Karadeniz’de yaşayan ve Ermenicenin bir lehçesini konuşan Hemşinliler, son yıllarda araştırmacıların ilgisini giderek daha fazla çekiyor. Konunun en önde gelen uzmanlarından olan Sergey Vardanyan, Sovyetler döneminden bu yana yaptığı saha araştırmaları ve yayımladığı makalelerle biliniyor. Vardanyan’a, Hemşinlilere dair merak edilenleri sorduk.

UYGAR GÜLTEKİN

İktidarların yasaklayıcı tavrından dolayı Türkiye’de araştırmacıların Hemşinliler üzerine çalışmaktan çekindiği ve meseleye “etrafından dolaşarak” yaklaştıklarını belirten Vardanyan, Hemşinlilerin, Müslümanlaştıkları için, Ermeniler tarafından Ermeni kimliği içinde görünmediklerini, ancak geçmişte durumun böyle olmadığını söyledi.

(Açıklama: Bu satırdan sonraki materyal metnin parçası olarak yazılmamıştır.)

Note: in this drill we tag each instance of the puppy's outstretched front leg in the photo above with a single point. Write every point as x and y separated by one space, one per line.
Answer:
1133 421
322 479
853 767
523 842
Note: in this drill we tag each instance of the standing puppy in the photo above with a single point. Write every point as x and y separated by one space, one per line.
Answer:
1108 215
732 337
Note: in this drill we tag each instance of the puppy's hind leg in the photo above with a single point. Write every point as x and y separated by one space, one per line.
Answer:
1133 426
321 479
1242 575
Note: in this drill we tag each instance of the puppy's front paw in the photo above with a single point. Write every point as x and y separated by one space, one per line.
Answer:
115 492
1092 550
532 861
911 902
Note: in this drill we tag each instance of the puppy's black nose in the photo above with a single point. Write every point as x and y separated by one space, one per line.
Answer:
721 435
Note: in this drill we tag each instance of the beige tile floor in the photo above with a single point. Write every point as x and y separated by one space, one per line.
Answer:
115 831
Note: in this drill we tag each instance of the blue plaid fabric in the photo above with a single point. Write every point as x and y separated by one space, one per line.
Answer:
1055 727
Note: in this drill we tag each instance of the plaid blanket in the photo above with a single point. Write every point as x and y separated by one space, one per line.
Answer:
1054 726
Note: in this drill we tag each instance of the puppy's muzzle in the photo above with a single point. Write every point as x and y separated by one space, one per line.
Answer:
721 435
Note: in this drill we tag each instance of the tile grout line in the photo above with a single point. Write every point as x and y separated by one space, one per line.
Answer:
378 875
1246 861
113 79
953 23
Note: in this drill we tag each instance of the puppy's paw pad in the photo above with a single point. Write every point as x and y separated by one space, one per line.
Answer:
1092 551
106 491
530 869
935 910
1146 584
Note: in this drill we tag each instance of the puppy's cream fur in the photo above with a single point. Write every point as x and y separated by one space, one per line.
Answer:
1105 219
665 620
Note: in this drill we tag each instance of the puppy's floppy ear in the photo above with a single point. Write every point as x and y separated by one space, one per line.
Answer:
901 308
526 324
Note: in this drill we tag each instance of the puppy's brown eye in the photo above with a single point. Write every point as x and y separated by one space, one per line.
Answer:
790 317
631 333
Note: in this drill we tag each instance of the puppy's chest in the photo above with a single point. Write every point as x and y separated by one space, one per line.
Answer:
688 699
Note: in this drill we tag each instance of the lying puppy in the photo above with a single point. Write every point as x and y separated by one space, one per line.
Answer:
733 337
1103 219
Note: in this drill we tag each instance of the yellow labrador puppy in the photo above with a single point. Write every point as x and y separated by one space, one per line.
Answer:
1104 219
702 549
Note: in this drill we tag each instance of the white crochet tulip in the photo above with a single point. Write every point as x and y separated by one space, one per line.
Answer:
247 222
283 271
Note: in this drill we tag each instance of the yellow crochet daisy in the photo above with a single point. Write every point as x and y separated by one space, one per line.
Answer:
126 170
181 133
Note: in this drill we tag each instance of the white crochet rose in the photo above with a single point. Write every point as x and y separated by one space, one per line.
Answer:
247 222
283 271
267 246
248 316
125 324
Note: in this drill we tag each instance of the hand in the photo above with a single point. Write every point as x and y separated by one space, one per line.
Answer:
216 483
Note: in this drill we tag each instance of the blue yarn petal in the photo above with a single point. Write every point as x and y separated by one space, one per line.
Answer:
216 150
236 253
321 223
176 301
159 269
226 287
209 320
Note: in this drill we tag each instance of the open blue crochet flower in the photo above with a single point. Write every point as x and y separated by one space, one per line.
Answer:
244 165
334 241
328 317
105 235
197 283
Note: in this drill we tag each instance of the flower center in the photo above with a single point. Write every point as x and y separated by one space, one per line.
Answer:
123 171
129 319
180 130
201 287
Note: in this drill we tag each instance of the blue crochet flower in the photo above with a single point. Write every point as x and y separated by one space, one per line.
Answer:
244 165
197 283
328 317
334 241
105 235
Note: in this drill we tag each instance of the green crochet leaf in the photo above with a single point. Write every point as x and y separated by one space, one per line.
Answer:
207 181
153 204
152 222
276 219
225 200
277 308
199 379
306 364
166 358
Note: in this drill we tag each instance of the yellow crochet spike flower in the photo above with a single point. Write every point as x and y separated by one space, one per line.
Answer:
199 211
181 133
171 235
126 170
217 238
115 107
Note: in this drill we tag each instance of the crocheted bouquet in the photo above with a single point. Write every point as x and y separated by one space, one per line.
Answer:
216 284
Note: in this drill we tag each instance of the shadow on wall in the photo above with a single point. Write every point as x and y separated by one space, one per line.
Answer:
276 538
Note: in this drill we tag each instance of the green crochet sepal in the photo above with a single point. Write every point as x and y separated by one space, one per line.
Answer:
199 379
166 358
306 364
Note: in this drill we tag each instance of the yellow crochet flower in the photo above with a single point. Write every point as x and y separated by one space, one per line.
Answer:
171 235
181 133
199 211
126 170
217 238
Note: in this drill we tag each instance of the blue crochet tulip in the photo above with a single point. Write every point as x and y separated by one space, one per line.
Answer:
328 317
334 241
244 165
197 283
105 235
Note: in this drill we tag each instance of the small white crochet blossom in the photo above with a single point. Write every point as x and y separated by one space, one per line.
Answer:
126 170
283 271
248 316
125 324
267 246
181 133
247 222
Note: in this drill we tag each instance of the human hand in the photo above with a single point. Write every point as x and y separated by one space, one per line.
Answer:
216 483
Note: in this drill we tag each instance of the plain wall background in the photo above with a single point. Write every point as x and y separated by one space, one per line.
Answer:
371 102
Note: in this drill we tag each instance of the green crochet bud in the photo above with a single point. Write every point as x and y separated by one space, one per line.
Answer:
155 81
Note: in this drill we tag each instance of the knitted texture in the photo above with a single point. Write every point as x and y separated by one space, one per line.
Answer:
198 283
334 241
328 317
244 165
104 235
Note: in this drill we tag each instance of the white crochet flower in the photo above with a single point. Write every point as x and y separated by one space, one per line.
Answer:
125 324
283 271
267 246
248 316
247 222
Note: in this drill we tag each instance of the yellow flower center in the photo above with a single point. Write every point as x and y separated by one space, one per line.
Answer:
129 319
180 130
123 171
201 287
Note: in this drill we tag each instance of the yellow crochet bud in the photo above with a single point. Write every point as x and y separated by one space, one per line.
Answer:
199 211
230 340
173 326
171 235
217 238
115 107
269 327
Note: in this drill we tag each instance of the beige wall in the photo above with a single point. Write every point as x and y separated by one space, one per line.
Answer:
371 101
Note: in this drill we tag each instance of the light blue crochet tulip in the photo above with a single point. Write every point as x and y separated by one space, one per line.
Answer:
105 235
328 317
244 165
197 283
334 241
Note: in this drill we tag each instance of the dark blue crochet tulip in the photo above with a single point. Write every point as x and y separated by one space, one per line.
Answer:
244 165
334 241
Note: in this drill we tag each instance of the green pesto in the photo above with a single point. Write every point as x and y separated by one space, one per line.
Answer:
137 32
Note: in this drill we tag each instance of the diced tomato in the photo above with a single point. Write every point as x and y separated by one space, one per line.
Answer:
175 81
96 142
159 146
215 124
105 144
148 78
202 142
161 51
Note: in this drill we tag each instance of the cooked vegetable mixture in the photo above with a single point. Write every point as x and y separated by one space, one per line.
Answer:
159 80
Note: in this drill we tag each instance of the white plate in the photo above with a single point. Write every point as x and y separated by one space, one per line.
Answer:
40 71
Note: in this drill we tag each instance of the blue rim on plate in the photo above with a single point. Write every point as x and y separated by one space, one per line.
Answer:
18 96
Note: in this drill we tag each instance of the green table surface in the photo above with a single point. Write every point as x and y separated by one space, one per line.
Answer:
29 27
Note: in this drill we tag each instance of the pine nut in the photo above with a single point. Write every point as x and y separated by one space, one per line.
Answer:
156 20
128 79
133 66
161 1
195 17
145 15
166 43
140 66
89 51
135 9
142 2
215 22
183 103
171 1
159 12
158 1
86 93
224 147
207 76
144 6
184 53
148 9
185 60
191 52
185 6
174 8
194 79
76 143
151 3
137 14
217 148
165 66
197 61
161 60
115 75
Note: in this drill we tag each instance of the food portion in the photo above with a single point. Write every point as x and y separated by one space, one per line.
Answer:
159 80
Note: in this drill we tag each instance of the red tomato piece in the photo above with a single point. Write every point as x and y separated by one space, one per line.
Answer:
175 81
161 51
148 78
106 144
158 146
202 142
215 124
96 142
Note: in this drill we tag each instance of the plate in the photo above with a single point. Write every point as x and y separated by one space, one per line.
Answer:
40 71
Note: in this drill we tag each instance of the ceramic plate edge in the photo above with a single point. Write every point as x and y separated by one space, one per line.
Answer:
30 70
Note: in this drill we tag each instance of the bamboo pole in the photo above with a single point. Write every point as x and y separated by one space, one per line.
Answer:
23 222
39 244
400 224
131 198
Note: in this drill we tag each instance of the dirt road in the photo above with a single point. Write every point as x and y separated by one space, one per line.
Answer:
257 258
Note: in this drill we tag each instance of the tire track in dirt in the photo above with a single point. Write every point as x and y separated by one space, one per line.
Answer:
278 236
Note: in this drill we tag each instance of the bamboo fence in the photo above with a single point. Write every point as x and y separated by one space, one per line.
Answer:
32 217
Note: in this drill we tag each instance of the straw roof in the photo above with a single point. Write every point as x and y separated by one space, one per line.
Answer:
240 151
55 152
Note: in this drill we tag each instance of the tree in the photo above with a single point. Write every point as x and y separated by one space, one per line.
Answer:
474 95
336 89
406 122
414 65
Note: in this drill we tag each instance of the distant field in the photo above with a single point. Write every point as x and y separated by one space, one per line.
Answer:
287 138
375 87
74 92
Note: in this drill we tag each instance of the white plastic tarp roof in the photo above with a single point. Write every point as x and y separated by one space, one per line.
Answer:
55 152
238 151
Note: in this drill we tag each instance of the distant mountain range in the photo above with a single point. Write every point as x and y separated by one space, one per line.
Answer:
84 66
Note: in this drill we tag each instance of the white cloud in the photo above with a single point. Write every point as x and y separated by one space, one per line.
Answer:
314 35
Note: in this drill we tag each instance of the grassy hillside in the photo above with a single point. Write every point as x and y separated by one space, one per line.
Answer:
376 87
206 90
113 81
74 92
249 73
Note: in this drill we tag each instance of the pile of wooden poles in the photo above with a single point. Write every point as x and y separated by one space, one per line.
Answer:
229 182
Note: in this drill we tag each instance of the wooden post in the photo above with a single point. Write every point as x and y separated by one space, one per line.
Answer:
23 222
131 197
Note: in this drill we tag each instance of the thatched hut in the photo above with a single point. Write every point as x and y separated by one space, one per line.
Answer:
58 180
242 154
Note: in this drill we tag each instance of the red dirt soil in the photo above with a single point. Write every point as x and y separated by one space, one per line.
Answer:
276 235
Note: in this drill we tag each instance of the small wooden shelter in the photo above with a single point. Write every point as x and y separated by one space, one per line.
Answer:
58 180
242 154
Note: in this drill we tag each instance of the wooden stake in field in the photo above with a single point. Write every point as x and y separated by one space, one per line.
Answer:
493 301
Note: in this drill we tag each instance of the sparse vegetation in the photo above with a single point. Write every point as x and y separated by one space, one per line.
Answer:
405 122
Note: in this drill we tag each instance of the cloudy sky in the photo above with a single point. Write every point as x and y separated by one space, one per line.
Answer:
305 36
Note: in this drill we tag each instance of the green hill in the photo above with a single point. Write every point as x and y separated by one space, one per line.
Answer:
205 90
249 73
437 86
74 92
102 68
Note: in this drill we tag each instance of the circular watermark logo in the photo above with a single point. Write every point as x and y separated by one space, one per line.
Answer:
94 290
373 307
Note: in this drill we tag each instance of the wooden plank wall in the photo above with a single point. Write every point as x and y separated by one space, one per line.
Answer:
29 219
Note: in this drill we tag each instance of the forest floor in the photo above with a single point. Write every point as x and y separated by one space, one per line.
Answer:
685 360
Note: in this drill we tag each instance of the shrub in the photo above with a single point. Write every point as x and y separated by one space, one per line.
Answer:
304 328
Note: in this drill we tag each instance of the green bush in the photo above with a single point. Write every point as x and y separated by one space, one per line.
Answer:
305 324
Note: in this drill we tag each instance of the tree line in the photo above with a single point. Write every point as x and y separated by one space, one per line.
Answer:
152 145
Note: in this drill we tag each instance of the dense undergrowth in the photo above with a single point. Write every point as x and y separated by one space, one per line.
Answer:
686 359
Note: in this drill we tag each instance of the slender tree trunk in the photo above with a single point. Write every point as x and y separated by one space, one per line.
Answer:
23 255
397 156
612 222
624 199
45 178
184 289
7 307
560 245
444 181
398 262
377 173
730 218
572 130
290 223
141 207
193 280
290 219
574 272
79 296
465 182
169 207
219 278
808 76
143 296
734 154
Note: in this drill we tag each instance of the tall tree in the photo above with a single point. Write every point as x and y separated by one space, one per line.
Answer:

Ermenilerin tavrı önceden farklıydı

Vardanyan, Ermeni aydınlarının konuya ilişkin yaklaşımının geçmişte bugünkünden çok daha farklı olduğunu şu örnekle açıkladı: “19. yüzyılın son çeyreğinde Tiflis’te yayınlanan ‘Meğu Hayasdani’ (Ermenistan Arısı) isimli gazetede şu satırlar okunuyordu; ‘Dünyada uygar toplumlar içinde olsun, gelişmemiş toplumlarda olsun tek bir kiliseye ait ulus yoktur. Biz tek bir ulusun evlatlarıyız. Aynı ailenin bireyleriyiz. Katoliklik, Protestanlık hatta Müslümanlık, Ermeni‘nin Ermeni olmasına engel değildir.”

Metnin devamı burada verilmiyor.